Five-residue cells may eventually be useful as a consistency or motif module, but they are not the first thing to try. The experimental ladder is:
pair-only baseline
baseline + 2-simplex faces
baseline + faces + recycled geometry
baseline + faces + 3-simplex tetrahedra
later: five-point / 4-simplex consistency ablations
The practical bet is:
2-simplex gain > 3-simplex gain >> 4-simplex gain
So SimplexFold focuses on faces and tetrahedra first.
What Is Implemented
- Sparse neighbor topology:
nbr_idx [B, L, K]. - Face states:
F [B, L, choose(K, 2), C_face]. - Tetra states:
U [B, L, choose(K, 3), C_tetra]. - Rigid-invariant recycled geometry features for distances, triangle areas, angle cosines, local normals, tetra volumes, and radius of gyration.
- Optional low-rank MSA-to-face third-order moment
(
simplex_use_msa_to_face). - Gated edge-face-tetra message passing with scatter-add back to dense pair and single representations.
- Auxiliary contact, face-distance, face-area, tetra-distance, tetra-geometry, and boundary-consistency losses.
- Tiny/medium/full configs with simplex defaults.
- Benchmark harness:
scripts/benchmark_simplexfold.py. - NanoFold public train/validation benchmark runner:
scripts/run_nanofold_public_benchmarks.py. - Publication benchmark protocol:
BENCHMARK_PLAN.md.
Research Context
This project sits between several older and newer lines of work:
- Delaunay/tetrahedral protein geometry and four-body statistical potentials.

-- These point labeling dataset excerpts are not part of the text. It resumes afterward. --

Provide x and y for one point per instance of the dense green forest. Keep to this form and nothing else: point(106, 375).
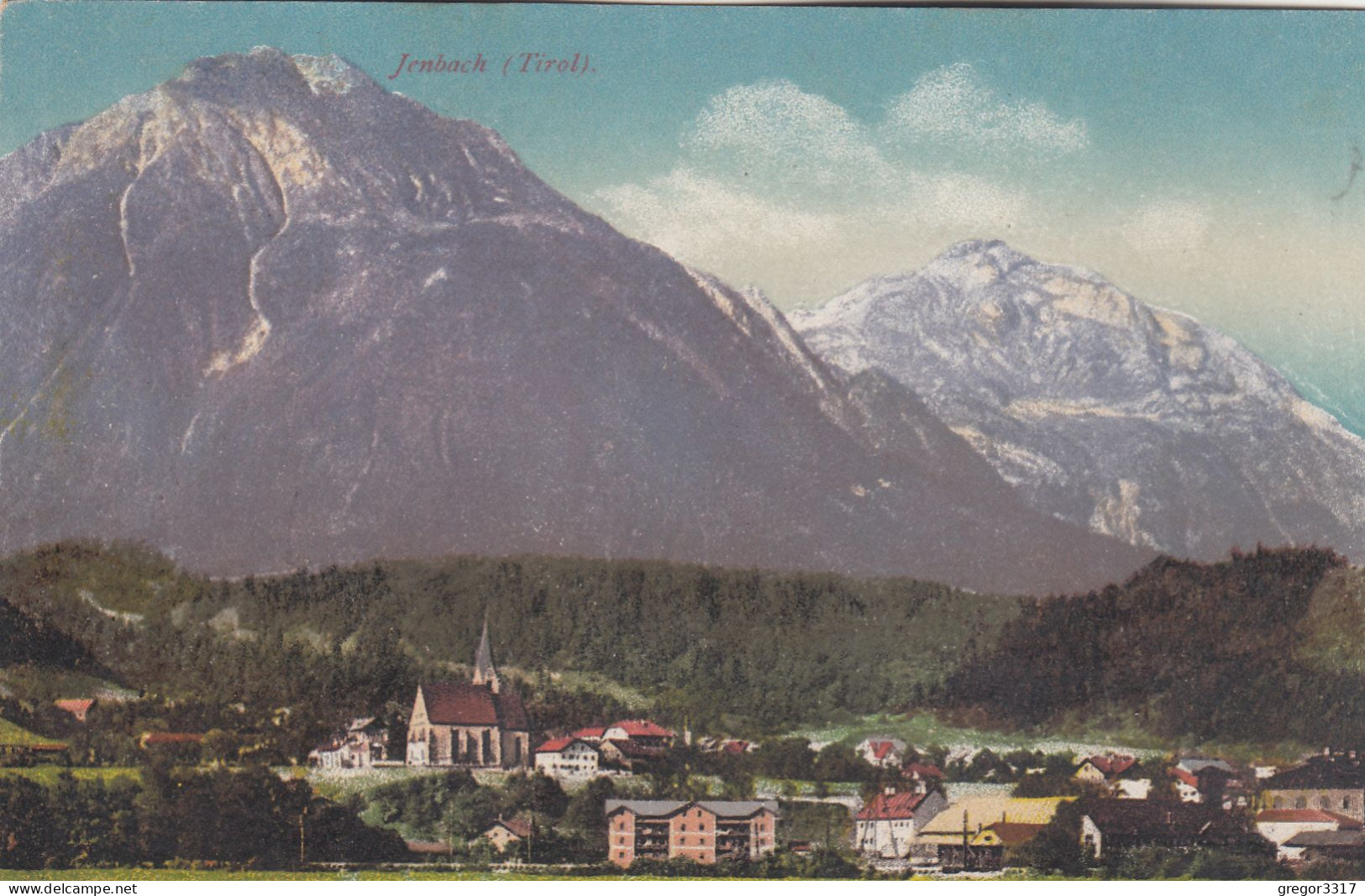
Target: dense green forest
point(1260, 647)
point(768, 649)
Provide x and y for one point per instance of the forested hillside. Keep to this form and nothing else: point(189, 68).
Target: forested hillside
point(773, 649)
point(1260, 647)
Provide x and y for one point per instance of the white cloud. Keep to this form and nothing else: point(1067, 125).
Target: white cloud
point(777, 122)
point(1168, 228)
point(956, 104)
point(699, 218)
point(954, 201)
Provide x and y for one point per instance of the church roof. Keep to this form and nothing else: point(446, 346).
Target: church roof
point(467, 704)
point(484, 671)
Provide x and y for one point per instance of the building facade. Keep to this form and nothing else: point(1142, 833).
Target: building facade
point(470, 725)
point(567, 757)
point(1327, 783)
point(888, 825)
point(706, 831)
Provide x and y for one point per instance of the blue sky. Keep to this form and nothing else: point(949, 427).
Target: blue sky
point(1189, 155)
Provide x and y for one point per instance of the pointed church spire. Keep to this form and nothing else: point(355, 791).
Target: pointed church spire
point(484, 671)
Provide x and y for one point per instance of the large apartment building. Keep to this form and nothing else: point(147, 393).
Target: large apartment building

- Alpha-shape and simplicial-complex descriptions of protein surfaces, cavities, and contacts.
- Three-body protein-packing and decoy-discrimination potentials.
- Modern topological and geometric deep learning for protein representation, docking, interface quality assessment, and binding prediction.
- AlphaFold-style MSA/pair/recycling architectures.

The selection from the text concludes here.